The anti-arrhythmic effects of mechanical stimulation in various settings have been known to medical practitioners for over a century. PT can be utilised to pace the asystolic heart or, less successfully, to terminate tachyarrhythmias. These beneficial effects have been attributed to SACNS activation. However, reported success rates vary drastically, and even though PT can be quickly and easily applied, recent international resuscitation guidelines have de-emphasised PT as an emergency intervention in cardiac arrest [122, 123]. There is a concern, also, regarding the timing of PT, due to potential pro-arrhythmic effects of mechanical stimulation. The idea, however, that ill-timed PT would easily convert VT to VF has not been confirmed in most studies, except in the setting of pre-existing severe hypoxia [117]. Overall, reported PT side effects have been rare and minor. The variable success rates of PT may be related to a lack of training and/or variability in energy delivery by individuals applying PT. The scarcity of prospective study data calls for further research, to help identify the clinical utility of PT, and to explore the potential for more sophisticated mechanical interventions in emergency medicine and anti-arrhythmic therapy.

5 Conclusion

The heart is an integrated electro-mechanical system. Firmly established mechanisms underlying cardiac MEC effects include mechanical modulation of trans-sarcolemmal ion fluxes and intracellular Ca2+handling. MEC affects heart rate and rhythm, from venous return-mediated changes in SAN pacemaker rate, to stretch-induced induction or termination of arrhythmias.

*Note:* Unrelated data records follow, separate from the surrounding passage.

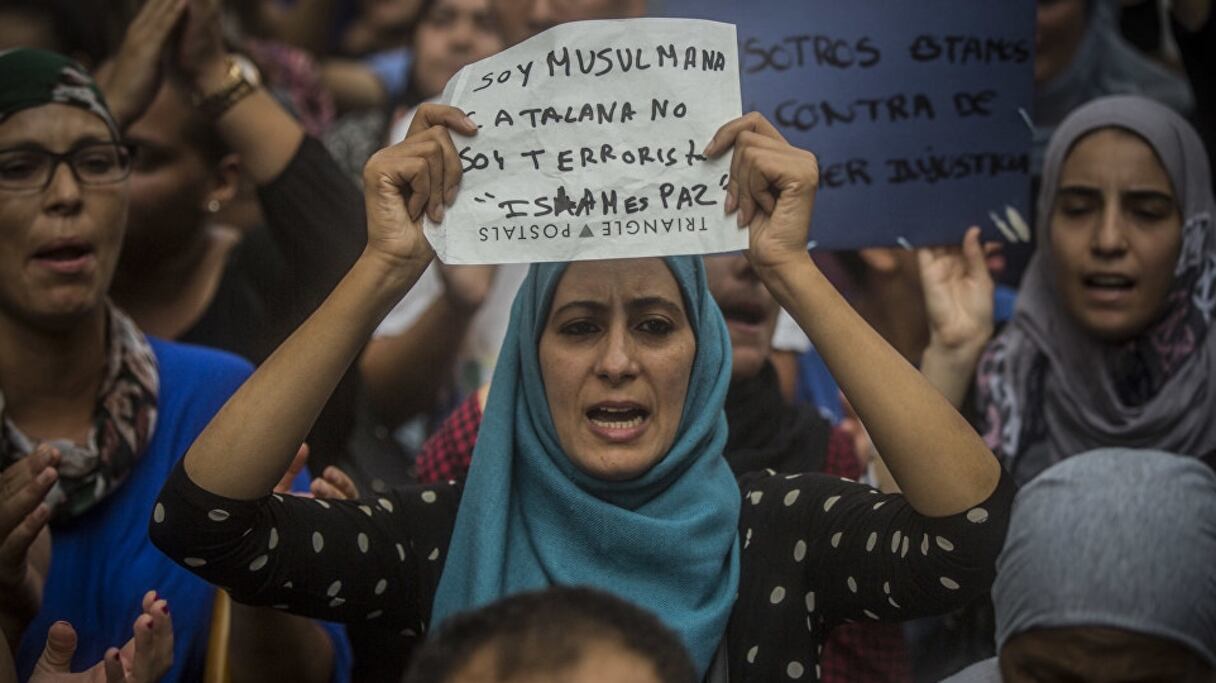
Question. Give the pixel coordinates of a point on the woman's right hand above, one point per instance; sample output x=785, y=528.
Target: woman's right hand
x=420, y=175
x=957, y=295
x=23, y=518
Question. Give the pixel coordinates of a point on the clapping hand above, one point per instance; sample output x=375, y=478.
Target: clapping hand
x=131, y=79
x=23, y=537
x=144, y=659
x=957, y=295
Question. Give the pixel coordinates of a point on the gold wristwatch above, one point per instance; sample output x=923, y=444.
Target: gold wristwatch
x=240, y=82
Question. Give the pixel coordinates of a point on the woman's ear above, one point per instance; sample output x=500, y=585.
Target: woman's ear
x=225, y=181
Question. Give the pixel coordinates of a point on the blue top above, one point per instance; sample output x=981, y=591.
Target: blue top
x=102, y=563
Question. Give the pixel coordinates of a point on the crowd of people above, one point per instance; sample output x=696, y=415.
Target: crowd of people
x=252, y=429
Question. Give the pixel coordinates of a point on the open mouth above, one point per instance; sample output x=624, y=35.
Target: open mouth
x=66, y=258
x=1109, y=282
x=63, y=253
x=617, y=418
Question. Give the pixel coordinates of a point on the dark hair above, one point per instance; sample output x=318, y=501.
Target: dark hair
x=86, y=30
x=547, y=632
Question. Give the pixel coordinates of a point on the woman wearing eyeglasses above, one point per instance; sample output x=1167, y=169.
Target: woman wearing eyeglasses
x=93, y=413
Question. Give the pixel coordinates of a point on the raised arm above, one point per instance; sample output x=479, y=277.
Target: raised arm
x=940, y=463
x=251, y=442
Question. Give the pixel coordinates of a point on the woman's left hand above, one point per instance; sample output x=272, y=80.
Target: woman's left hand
x=772, y=187
x=144, y=659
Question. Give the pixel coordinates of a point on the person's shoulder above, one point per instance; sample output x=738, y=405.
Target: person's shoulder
x=986, y=671
x=187, y=363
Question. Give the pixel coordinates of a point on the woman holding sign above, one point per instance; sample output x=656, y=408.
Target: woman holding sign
x=602, y=439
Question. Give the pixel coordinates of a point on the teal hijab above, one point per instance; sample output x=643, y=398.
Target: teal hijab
x=529, y=518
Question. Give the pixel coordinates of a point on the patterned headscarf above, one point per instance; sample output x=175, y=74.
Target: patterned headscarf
x=33, y=78
x=1047, y=390
x=530, y=518
x=125, y=412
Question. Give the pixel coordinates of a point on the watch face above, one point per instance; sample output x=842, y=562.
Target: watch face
x=248, y=69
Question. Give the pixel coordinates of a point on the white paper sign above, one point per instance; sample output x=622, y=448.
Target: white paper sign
x=589, y=145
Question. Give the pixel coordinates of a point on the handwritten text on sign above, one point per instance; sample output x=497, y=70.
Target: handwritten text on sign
x=589, y=145
x=917, y=109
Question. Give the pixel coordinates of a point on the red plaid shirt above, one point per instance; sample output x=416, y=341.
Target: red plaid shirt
x=866, y=653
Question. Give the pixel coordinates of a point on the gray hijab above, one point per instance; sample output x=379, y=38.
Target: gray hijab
x=1115, y=538
x=1047, y=390
x=1104, y=65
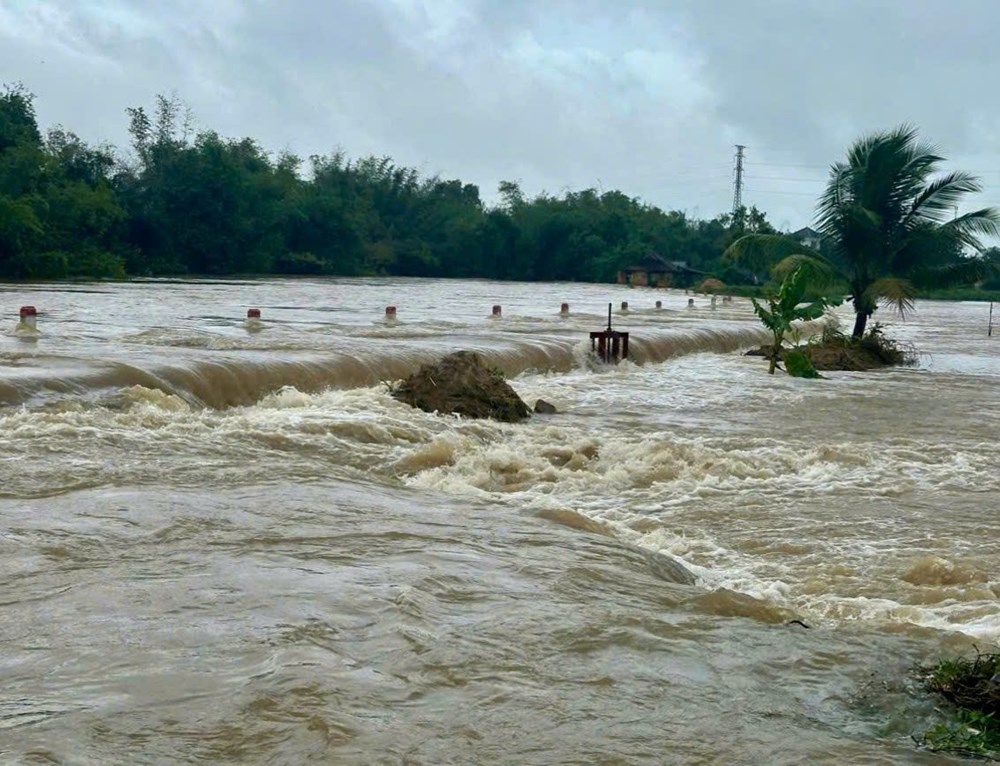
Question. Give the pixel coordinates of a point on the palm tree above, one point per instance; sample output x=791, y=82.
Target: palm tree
x=887, y=217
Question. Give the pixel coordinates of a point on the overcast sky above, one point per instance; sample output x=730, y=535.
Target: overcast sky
x=648, y=96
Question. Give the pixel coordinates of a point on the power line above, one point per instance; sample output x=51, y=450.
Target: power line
x=738, y=185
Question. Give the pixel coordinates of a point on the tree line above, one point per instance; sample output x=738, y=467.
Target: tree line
x=185, y=201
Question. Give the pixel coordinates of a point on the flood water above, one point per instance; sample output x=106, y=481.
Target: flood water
x=229, y=544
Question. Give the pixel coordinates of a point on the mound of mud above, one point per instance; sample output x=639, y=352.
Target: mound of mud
x=462, y=384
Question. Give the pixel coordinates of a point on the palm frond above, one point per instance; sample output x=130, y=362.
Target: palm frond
x=970, y=226
x=892, y=291
x=940, y=197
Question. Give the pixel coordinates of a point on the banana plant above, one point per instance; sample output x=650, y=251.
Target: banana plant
x=784, y=309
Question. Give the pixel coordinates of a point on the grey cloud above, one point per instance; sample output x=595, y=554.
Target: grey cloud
x=645, y=96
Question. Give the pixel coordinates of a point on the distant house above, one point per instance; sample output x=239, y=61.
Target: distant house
x=656, y=271
x=808, y=237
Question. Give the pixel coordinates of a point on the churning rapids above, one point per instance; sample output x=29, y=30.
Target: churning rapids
x=225, y=546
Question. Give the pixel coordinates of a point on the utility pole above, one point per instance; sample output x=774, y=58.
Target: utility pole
x=738, y=183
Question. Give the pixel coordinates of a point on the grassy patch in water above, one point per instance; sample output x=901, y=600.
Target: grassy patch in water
x=972, y=686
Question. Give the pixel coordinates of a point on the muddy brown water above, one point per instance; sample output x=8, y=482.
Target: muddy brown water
x=228, y=544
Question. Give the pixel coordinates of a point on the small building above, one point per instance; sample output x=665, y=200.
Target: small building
x=808, y=237
x=656, y=271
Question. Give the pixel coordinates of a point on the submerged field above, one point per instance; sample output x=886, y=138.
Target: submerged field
x=223, y=545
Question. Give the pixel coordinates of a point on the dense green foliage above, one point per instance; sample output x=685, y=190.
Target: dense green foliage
x=889, y=226
x=186, y=202
x=782, y=310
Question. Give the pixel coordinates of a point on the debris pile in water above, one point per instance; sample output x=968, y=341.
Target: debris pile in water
x=836, y=351
x=973, y=686
x=463, y=384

What is less clear is the physiological relevance of MEC [124]. Of course, from a regulation theory point of view, ECC should be complemented by an intracardiac feedback pathway from mechanics to electrics [125]. But perhaps many of the ‘most striking’ examples of MEC effects on electrophysiology are, in fact, secondary to mechanisms involved in the mechanical modulation of contractility. Strategies successfully employed in skeletal muscle force grading, such as spatial recruitment or temporal summation of muscle fibre contractility, are ill-suited for the heart, where all cells contract during every cardiac cycle, where long AP plateaus cover most or all of the period during which cytosolic free Ca2+ is elevated, and where neuro-muscular junctions for individual cells are missing. Thus, cardiac myocytes must be able to actively adjust their own contractility to locally prevailing, and dynamically changing, mechanical demands. If this involved mechanisms (such as SAC) that—in response to distension (or reduced active cell shortening)—allowed a cardiomyocyte to preserve or gain Ca2+ (whether directly or indirectly via Na+ influx with knock-on effects on Na+/Ca2+ exchanger flux balance), then that would offer an evolutionary advantage. This advantage for autoregulation of mechanics may well be more important than the associated ‘side-effect’ on electrics of inward currents, which carry a risk of triggering ectopic excitation or of contributing to the sustenance of tachyarrhythmias.

Clearly, cardiac bi-directional electro-mechanical cross-talk is an area for further study. What is without question is that the heart is an exquisitely mechano-sensitive organ, and that this mechano-sensitivity has direct effects on heart rate and rhythm.